The weak point in the chain here isn’t the price or the sound, it’s AirPlay.
The weak point in the chain here isn’t the price or the sound, it’s AirPlay.
We’re well over a year into the AirPlay game now, and I’d expect Apple’s streaming ecosystem to have all the kinks ironed out. But getting the Audyssey set up on my network was an ordeal filled with frustrating, inexplicable errors. And once the speaker was connected, it wouldn’t stay connected for long. I experienced drop-outs at least once every couple of hours. Sometimes my iOS apps would freeze, causing either dead silence or, worse, a stuttering, sputtering audio stream that I was powerless to pause or shut off without walking over to the speaker and pulling the plug.

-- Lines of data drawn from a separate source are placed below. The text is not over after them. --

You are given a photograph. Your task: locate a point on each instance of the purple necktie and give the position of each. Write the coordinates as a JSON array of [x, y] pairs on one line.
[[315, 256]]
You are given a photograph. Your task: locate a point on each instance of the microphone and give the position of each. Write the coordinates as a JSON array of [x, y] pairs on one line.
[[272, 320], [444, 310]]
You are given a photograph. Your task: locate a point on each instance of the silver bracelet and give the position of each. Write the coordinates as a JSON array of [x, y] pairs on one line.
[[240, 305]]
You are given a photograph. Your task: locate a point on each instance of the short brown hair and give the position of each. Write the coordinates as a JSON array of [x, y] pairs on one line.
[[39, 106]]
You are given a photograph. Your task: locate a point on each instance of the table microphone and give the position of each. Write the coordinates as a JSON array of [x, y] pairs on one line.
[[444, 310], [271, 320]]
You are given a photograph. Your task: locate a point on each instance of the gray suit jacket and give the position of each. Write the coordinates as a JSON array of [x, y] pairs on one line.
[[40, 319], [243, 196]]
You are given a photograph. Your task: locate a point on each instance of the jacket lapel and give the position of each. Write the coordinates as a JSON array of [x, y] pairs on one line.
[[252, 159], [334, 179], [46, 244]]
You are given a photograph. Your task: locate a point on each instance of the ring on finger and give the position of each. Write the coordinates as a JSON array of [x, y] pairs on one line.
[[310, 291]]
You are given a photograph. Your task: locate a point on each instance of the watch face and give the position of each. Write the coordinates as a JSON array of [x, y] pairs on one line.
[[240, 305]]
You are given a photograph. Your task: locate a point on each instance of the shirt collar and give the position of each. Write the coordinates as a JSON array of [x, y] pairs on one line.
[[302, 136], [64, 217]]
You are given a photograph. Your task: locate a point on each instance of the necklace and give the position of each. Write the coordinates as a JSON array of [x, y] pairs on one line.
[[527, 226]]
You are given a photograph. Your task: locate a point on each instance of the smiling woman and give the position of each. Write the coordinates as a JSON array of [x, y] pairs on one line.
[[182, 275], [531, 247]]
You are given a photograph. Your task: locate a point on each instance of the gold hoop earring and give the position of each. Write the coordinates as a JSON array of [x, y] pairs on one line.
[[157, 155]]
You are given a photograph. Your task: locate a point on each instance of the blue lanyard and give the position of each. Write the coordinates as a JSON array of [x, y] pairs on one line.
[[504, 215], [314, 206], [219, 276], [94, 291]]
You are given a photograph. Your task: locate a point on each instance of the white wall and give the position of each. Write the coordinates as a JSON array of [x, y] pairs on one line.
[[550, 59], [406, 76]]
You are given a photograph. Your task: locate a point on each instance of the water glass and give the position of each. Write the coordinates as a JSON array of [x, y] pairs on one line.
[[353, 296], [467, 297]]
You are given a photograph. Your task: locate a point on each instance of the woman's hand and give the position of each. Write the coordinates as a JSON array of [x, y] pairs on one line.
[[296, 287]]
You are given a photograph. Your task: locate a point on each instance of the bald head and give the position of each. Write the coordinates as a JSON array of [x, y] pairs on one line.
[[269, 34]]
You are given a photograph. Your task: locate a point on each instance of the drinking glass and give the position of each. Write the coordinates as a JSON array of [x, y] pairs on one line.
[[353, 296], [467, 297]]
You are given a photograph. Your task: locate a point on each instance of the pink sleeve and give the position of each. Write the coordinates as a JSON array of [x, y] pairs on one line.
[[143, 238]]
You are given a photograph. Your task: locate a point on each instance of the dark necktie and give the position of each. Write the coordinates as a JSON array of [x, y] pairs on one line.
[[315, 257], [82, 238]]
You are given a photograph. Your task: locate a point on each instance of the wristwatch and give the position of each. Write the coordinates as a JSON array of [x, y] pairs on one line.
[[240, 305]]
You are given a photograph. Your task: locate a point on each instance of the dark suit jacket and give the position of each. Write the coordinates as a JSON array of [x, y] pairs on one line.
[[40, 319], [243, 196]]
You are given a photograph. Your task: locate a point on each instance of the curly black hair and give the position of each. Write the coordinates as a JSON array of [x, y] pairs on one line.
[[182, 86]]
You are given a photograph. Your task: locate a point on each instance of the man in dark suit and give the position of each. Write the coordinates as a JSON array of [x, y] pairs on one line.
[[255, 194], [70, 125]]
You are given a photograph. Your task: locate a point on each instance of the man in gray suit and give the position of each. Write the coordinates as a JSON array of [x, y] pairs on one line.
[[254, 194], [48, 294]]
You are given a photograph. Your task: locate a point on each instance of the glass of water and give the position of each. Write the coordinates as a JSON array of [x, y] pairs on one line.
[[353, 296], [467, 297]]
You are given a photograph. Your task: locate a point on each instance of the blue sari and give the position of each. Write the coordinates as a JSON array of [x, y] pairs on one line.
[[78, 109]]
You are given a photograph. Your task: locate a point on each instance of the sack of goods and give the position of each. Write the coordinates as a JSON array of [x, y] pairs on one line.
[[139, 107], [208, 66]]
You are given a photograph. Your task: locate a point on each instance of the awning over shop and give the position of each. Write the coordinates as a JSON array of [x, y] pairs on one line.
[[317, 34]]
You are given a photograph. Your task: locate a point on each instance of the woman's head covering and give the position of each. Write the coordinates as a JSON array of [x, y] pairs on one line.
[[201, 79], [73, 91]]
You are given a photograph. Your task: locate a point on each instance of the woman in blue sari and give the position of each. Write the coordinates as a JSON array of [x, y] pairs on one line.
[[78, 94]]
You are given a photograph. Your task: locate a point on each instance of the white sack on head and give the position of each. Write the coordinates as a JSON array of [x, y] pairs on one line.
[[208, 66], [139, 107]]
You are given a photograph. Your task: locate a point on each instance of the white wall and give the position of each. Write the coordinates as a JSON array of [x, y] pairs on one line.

Setup appears to be mostly painless when you study the included Quick Start guide — Click the “Pair” button, connect any computer or phone to the Audyssey’s ad hoc Wi-Fi network and point your browser to its web-based configuration tool. Tell it how to join your network, give it a minute to connect, then crank up the Purple Rain.
In reality, I had to do this routine several times to get it to stick. I tried three different mobiles and two notebooks before finding success (on a Chromebook, no less). Including wait times, flashing LEDs, and device resets, it took around 45 minutes. And once set up, the Audyssey only made it halfway through the new Walkmen album before crashing and requiring a restart.
The next few days were filled with “is it or isn’t it?” hiccups and dropouts. Rely on this thing to rock a party? You may as well piss in the punchbowl.
I doubt this is purely a hardware issue (based on the flakiness of other AirPlay devices I’ve tested, this is par for the course), but for a device that promises a seamless, easy-to-use solution for multi-room wireless audio, the holes need to be plugged quickly. Network instability is something that can probably be fixed with firmware updates and AirPlay updates, but I’d recommend approaching with caution.
WIRED Great design — clean lines, quality materials, impressive finish. Sound is big. Punchy mids and bass for days. AirPlay offers wireless access to your iTunes library and various streaming apps from any iOS device on your Wi-Fi network. Looks hot on a shelf or a dresser.
TIRED Sound is processed and aggressive. Too big for a kitchen or smaller room. AirPlay weaknesses are still a bother — your mileage may vary based on network strength, interference, location, hardware type, eye color and birth sign.